The three industry bodies are the so-called “owners” of the Code but acknowledge that their ability to ensure compliance is limited.

However, the pre-Christmas comments of O’Dwyer should give superannuation fund boards pause for thought before deciding to opt out of signing up to the code.

“The Government is concerned that the superannuation industry has walked away from a commitment to a more robust, mandatory code of practice that had been the subject of earlier consultation,” the minister said. “The Government will consider an appropriate regulatory response in light of the industry’s position.”

The voluntary Code of Practice will come into effect from 1 July, this year but funds will have a transition period, so any regulatory move on the part of the Government will necessarily follow on from how many funds actually sign up before that date.

However even if the Government were to hold regulatory initiatives in readiness for a high level of non-compliance, it risks the whole exercise running into the political maelstrom which will be the next Federal election.

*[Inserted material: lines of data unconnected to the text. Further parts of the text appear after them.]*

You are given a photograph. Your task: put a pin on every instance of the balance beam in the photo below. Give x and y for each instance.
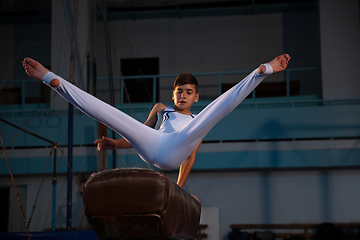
(133, 203)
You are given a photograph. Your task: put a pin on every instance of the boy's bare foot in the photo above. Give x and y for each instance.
(278, 64)
(37, 71)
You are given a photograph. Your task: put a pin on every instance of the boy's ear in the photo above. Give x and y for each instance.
(197, 97)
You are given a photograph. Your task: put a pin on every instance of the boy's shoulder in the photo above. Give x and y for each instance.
(159, 107)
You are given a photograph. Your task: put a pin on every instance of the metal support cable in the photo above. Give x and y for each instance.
(17, 193)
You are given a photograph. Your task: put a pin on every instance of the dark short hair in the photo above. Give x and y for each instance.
(186, 78)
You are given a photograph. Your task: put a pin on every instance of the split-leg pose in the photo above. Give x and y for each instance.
(162, 148)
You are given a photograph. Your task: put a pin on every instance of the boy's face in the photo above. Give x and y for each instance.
(184, 96)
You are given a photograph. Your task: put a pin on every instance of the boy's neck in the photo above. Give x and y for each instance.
(185, 111)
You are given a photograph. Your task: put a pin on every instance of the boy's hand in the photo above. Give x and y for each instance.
(105, 143)
(195, 197)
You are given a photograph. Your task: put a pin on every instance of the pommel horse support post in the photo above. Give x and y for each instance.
(133, 203)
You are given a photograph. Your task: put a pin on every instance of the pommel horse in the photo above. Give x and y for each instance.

What the ASFA and the AIST know is that a number of their member funds have concerns about the onerous nature of some elements of the code of conduct and the manner in which those elements might give rise to significant member issues and potential liabilities down the track.

Those concerns are being felt notwithstanding key sections of the Code document which state: “The Code operates alongside and is subject to existing laws and regulations. Where there is any conflict or inconsistency between the Code and any law or regulation, that law or regulation prevails.

“We have a legal requirement to perform our duties and exercise our powers in the best interests of our beneficiaries. We will comply with our commitments in the Code to the extent that they are in the best interests of beneficiaries and consistent with our other legal duties. However, we cannot comply with anything in the Code that limits our ability to comply with our statutory and general law duties, and our trust deed. This may require us to alter our Code commitments, which we will publish in our annual Code compliance report.

“We will use our discretion when making decisions about the insurance benefits that we provide.”

Whilst few superannuation fund executives and trustees have gone fully public with their concerns about the costs and implications of signing up to the Code of Conduct, the major group insurers and asset consultants have signalled they are aware of some of the misgivings being expressed by client funds.

Deloitte superannuation partner, Russell Mason said he believed fund trustees were being prudent in assessing the implications of signing up to the code and the potential legal implications which might flow from it.

Mason believes there will be a number of funds which opt not to sign on to the code of conduct, while still others will only do so on a conditional basis.

“The bottom line is that funds have identified elements of the code arrangements which have the potential to make them vulnerable in terms of their ability to comply,” he said.

Mason said that not the least of the problem of the problem was the question of materiality.

“So, while I expect a number of funds to indicate their in-principle support for the code, I believe there is still work to be done to satisfy them that they can safely give their unqualified support,” he said.

The chief executive of major insurer TAL, Brett Clark also acknowledged that transitioning to the new Insurance inside Superannuation Code of Practice would represent a challenge for superannuation funds and would come with its share of costs.

“There will be system implications and associated costs for implementation of the ISWG Code that will vary fund by fund,” he said.

“It is important to understand the life insurance code frameworks that exist today and will exist in the future,” he said. “We have two codes that have different but complementary applications.  We have a Life Code of Practice that applies to life insurers in terms of conduct and services across all life insurance markets including Direct, Retail and Group.   And then we have the ISWG Life Insurance Code of Practice that will apply to superannuation trustees and how they deliver life insurance services to their members.”

Clark pointed out that trustees have until 31 March, 2018 to make their decision about compliance with the ISWG code and then a transition period to implement.

KPMG superannuation partner, Adam Gee said he believed many funds would indicate their in-principle support for the code while seeking to negotiate a way around those they saw as obstacles – not least the 13 months insurance cut-off and requirement and one per cent premium limits.

“Those arrangements are simply going to seem harder to accommodate for some funds than for others,” he said.